- IATA: none; ICAO: none; FAA LID: 5A1;

Summary
- Owner: Huron County Commissioners
- Serves: Norwalk, Ohio
- Location: Huron County, Ohio
- Time zone: UTC−05:00 (-5)
- • Summer (DST): UTC−04:00 (-4)
- Elevation AMSL: 853 ft (260 m)
- Coordinates: 41°14′41″N 082°33′04″W﻿ / ﻿41.24472°N 82.55111°W
- Website: airport.huroncounty-oh.gov

Map
- 5A1 Location of airport in Ohio5A15A1 (the United States)

Runways
| Direction | Length |  | Surface |
| ft | m |
| 10/28 | 4,208 | 1,283 | Asphalt |

Statistics (2021)
- Aircraft movements: 10,220
- Source: Federal Aviation Administration^{[failed verification]}

= Norwalk-Huron County Airport =

Public use airport in Norwalk, Ohio

The Norwalk-Huron County Airport is a publicly owned, public-use airport located 3 miles east of Norwalk, Ohio.
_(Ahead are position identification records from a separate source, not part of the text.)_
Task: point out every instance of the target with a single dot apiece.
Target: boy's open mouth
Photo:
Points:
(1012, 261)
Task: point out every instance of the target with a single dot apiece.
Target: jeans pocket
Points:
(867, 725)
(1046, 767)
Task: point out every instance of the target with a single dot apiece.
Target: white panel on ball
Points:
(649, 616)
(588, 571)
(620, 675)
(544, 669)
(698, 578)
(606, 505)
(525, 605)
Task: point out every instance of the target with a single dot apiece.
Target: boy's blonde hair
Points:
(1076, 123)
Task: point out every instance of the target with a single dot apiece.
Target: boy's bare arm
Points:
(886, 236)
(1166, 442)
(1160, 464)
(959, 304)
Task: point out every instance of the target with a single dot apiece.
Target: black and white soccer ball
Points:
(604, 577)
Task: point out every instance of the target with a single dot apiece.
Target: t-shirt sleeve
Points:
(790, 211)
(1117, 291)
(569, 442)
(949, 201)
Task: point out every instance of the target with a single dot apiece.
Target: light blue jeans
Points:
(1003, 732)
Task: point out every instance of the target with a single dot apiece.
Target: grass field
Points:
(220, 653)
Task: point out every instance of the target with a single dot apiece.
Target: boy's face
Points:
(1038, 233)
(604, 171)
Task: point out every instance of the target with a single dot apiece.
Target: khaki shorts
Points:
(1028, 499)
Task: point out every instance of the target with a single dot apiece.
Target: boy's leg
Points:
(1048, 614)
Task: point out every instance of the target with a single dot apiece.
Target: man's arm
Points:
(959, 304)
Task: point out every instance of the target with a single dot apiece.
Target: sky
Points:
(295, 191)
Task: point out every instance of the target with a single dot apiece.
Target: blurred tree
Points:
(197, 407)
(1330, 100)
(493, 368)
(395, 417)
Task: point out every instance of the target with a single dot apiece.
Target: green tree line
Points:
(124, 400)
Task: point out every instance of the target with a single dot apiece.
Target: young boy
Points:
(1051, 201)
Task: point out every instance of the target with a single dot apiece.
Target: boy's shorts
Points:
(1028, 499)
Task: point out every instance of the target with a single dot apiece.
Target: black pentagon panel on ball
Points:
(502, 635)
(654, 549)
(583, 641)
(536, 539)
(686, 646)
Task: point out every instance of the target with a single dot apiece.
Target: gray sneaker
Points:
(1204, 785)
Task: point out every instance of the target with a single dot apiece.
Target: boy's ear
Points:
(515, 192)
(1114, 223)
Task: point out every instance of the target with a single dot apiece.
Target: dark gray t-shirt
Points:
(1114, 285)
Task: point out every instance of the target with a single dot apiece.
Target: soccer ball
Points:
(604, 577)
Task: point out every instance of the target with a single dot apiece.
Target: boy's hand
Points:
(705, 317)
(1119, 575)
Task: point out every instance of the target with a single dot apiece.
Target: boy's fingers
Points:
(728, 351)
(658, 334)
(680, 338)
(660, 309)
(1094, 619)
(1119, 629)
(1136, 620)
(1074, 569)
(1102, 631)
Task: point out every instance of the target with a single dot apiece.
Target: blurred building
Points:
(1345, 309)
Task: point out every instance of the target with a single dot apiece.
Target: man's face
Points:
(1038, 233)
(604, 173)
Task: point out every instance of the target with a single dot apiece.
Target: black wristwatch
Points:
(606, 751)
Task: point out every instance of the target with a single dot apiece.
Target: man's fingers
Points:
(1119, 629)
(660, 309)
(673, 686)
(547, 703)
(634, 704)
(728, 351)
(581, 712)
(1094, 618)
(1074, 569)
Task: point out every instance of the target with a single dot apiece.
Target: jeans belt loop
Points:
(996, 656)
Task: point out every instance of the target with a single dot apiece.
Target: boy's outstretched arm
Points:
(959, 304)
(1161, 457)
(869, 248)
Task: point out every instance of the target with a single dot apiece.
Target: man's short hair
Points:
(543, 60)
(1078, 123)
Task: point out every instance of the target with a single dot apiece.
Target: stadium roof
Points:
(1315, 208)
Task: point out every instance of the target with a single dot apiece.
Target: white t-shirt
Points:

The airport is home to a flying club, and also EAA Chapter 1723. The airport also hosts regular events such as food truck fly-ins, Young Eagles flights, and flight training. A new ground school was started in July 2026, with six students signed up.

== History ==
Planning for an airport began as early as September 1965, when the possibility was discussed before a meeting of local leaders. The airport was officially dedicated on 18 August 1968, although it had been in use by the end of July.

In January 1990, it was announced that Titan Aerospace would be moving to the airport.

Throughout the 2010s, the airport struggled with degrading facilities. The airport received a donation from the CEO of Phillips Manufacturing in July 2011 to provide the matching funds to qualify for a federal grant.

In 2023, the airport received a federal grant to upgrade its runway. The renovation project involved sealing cracks and repainting striping. Later that year, a new 10-year master plan for the Huron County Airport was approved. The plan will cost $6 million over the 10 years and includes funds to rehabilitate airport lighting; add an automatic weather reporting system; rehabilitate the runway, taxiways, and parking aprons; build new hangars; and install wildlife perimeter fencing.

== Facilities and aircraft ==
The airport has one runway, designated as Runway 10/28. The runway measures 4208 x 75 ft (1283 x 23 m) and is paved with asphalt.

The airport has a fixed-base operator that sells fuel and offers limited services and amenities. Airport leadership established a fuel price adjustment program to attract new pilots and aircraft.

For the 12-month period ending July 14, 2021, the airport had 10,220 aircraft operations, an average of 28 per day. It included 99% general aviation and 1% military. For the same time period, 22 aircraft were based at the airport: 20 single-engine and 2 multi-engine airplanes.

== Accidents and incidents ==

- On July 11, 1999, a homebuilt Pitts S-1S was destroyed when it collided with trees while maneuvering at Norwalk-Huron County Airport. A witness saw the airplane taxi out and depart, after which it began performing aerobatic maneuvers such as flying inverted. The witness did not hear any strange engine noises or notice anything "visibly wrong" with the airplane prior to its impact with trees. The probable cause of the accident was found to be the pilot's improper decision to conduct a low level aerobatic maneuver, and his subsequent loss of awareness regarding the location of trees at that level.